When the Naotkamegwanning (Whitefish Bay) First Nation Women’s Group decided to promote unity and healing within their community, they went about it in no small way.
In fact, their Olympic-style celebration has taken on a life of its own this week in the community of 800, located east of Highway 71 between Nestor Falls and Sioux Narrows.
The six-days of sports, spirit, and fun— designated as the Naotkamegwanning Winter Games—got off to an enthusiastic start Monday with the arrival of the Games’ torch.
It had been carried through the community to the Baibombeh School by members of the senior girls’ volleyball team, which recently returned from the all-Ontarios in London.
The flame will remain lit at the school throughout the week.
“They ran the torch for us with community vehicles driving behind and honking horns. It raised our spring spirit, if you will,” enthused Games co-ordinator Howard Copenace.
“We hope to promote unity of community between children, moms, dads, grandmas, grandpas, and elders,” added Copenace, a prevention worker on the reserve.
“A [loss of unity] was a problem we were starting to see in our community. We were slowly drifting apart,” he noted.
A family pancake breakfast is slated each morning at the Sabatise Vision Child Care Centre, followed by games and activities at various locations around the community.
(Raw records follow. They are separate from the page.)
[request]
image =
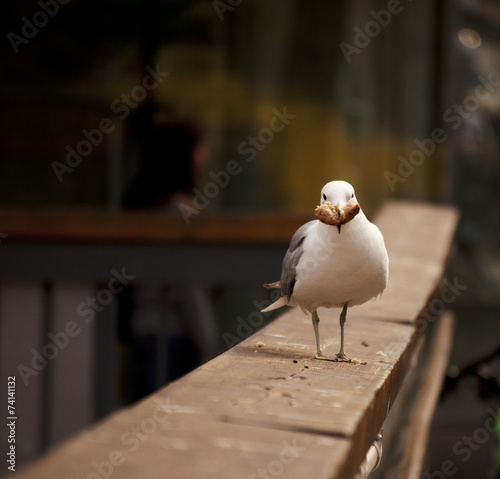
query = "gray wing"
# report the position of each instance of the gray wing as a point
(291, 259)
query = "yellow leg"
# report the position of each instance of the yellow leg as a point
(319, 354)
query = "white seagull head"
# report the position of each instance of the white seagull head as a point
(338, 192)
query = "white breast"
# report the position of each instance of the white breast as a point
(337, 269)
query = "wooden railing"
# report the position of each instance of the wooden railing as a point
(265, 408)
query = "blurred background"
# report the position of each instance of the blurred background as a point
(197, 108)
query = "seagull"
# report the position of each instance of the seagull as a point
(336, 261)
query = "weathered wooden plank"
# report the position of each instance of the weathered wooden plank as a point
(418, 237)
(427, 398)
(230, 417)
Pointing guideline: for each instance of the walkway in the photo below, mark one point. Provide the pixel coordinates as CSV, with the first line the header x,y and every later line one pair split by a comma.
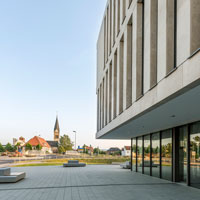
x,y
94,182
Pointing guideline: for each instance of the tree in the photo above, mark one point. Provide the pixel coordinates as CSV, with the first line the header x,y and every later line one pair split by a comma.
x,y
96,150
65,144
38,147
2,149
10,148
17,146
28,147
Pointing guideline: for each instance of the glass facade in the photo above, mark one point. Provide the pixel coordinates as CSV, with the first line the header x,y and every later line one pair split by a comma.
x,y
166,154
182,153
195,155
156,154
134,148
153,154
147,156
140,154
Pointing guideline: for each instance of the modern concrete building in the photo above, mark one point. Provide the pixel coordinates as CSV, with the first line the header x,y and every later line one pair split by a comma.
x,y
148,84
56,130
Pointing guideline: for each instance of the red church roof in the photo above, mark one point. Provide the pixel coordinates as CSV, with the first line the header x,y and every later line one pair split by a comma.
x,y
127,147
38,140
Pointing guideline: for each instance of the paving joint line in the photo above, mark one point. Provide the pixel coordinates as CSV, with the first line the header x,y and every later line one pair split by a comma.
x,y
84,186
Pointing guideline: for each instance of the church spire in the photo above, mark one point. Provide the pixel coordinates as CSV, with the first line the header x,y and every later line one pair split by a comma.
x,y
56,130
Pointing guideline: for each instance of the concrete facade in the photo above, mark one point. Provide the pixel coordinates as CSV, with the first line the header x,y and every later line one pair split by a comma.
x,y
148,58
99,182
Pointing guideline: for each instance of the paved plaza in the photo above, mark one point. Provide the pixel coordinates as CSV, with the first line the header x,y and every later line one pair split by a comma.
x,y
93,182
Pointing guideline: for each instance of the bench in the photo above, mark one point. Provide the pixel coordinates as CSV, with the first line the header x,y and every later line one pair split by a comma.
x,y
7,177
74,163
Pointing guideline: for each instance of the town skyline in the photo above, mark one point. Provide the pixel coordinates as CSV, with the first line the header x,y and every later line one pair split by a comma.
x,y
43,71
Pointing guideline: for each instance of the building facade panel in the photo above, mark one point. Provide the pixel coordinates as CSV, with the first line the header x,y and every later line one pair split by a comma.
x,y
148,84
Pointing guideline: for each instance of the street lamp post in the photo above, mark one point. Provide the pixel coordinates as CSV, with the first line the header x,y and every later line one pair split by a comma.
x,y
75,139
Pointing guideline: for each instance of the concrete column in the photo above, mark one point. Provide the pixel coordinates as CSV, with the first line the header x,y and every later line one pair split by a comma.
x,y
108,14
110,93
150,44
98,110
165,58
105,40
106,99
127,82
195,26
117,17
120,68
110,26
101,106
113,21
183,30
114,86
137,52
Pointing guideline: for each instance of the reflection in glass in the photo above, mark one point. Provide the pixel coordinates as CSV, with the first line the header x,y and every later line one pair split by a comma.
x,y
156,154
195,155
139,154
183,153
134,154
167,154
147,154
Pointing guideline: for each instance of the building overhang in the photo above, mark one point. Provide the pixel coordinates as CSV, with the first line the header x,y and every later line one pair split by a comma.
x,y
172,102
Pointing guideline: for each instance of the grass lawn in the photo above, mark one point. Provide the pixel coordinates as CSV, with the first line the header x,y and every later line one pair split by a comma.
x,y
89,161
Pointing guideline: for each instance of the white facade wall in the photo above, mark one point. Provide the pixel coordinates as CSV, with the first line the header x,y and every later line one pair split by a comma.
x,y
144,42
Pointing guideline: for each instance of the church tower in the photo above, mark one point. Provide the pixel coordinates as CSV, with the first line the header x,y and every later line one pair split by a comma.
x,y
56,130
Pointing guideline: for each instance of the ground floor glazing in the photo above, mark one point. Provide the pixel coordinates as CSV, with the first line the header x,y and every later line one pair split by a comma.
x,y
172,154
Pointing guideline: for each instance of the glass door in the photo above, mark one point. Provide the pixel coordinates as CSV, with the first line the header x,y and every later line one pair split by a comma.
x,y
183,154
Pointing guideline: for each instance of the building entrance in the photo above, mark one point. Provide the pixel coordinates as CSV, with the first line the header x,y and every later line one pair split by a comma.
x,y
182,154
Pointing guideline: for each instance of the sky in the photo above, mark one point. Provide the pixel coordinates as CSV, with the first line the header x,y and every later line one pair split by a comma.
x,y
48,66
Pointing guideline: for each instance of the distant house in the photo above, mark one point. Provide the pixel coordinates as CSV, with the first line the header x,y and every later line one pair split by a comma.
x,y
126,151
90,150
114,151
80,150
20,141
35,141
53,145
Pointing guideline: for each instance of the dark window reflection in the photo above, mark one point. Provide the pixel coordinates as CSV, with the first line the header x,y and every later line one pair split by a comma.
x,y
134,154
195,155
147,154
139,154
183,153
156,154
167,154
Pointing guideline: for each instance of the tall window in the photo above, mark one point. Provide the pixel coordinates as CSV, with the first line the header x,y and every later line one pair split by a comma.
x,y
183,132
156,154
134,148
195,155
166,153
139,154
147,152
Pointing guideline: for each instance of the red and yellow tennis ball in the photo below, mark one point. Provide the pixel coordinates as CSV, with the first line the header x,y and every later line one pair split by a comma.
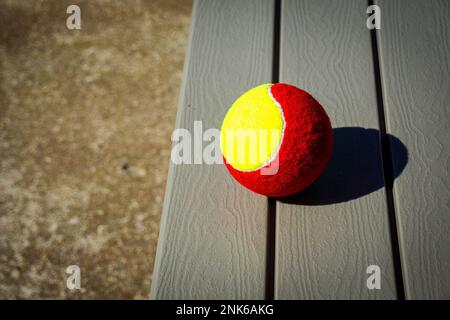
x,y
276,139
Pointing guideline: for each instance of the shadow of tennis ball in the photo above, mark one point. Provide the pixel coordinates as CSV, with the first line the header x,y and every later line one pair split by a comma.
x,y
355,168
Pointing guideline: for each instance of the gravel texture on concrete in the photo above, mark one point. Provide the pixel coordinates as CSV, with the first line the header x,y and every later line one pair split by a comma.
x,y
85,123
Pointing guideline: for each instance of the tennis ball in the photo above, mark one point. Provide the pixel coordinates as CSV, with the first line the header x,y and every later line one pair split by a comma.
x,y
276,139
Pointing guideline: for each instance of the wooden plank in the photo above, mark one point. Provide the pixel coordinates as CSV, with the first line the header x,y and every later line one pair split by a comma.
x,y
414,46
213,233
329,234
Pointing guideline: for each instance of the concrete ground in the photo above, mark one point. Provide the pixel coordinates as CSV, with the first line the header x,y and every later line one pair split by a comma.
x,y
85,123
The fun includes traditional games and dances, floor hockey, volleyball, broomball, three-legged races, smoosh, and sack races. Also on the agenda are wagon rides, Jell-O eating, a slingshot target contest, a spaghetti-eating contest, and a crib tournament among many others.
Isobel White, another of the organizers and a member of the women’s group, expressed gratitude to the band, council, and elders for their support, noting many people had volunteered their time to help out with the daily events.
White also said she hoped women’s groups in other First Nations would take the initiative to start such a “unified effort” in their own communities, noting the importance and significance of a female voice in developing a good societal environment.
“Women are the ones that are the backbone of family. They know the family system, and the needs and feelings of the children,” she stressed, noting the need to quash boredom by promoting activity.
“This group of ladies got things going,” echoed Copenace. “The lady is the bearer and the caregiver of the child. She sees the community as a whole.”
Naotkamegwanning Chief George Crow, who gave his welcoming remarks during the opening ceremonies Monday, is hoping the week-long event will become an annual one.
He also admitted the focus on unity and community spirit would have to be incorporated elsewhere throughout the year to have a lasting impact there.
“This is just a start. We need to improve in other ways—to communicate better,” Chief Crow said. “I’d like to see this [event] carried out annually.
“Getting the children and the elders together . . . I feel it completes the circle,” he added.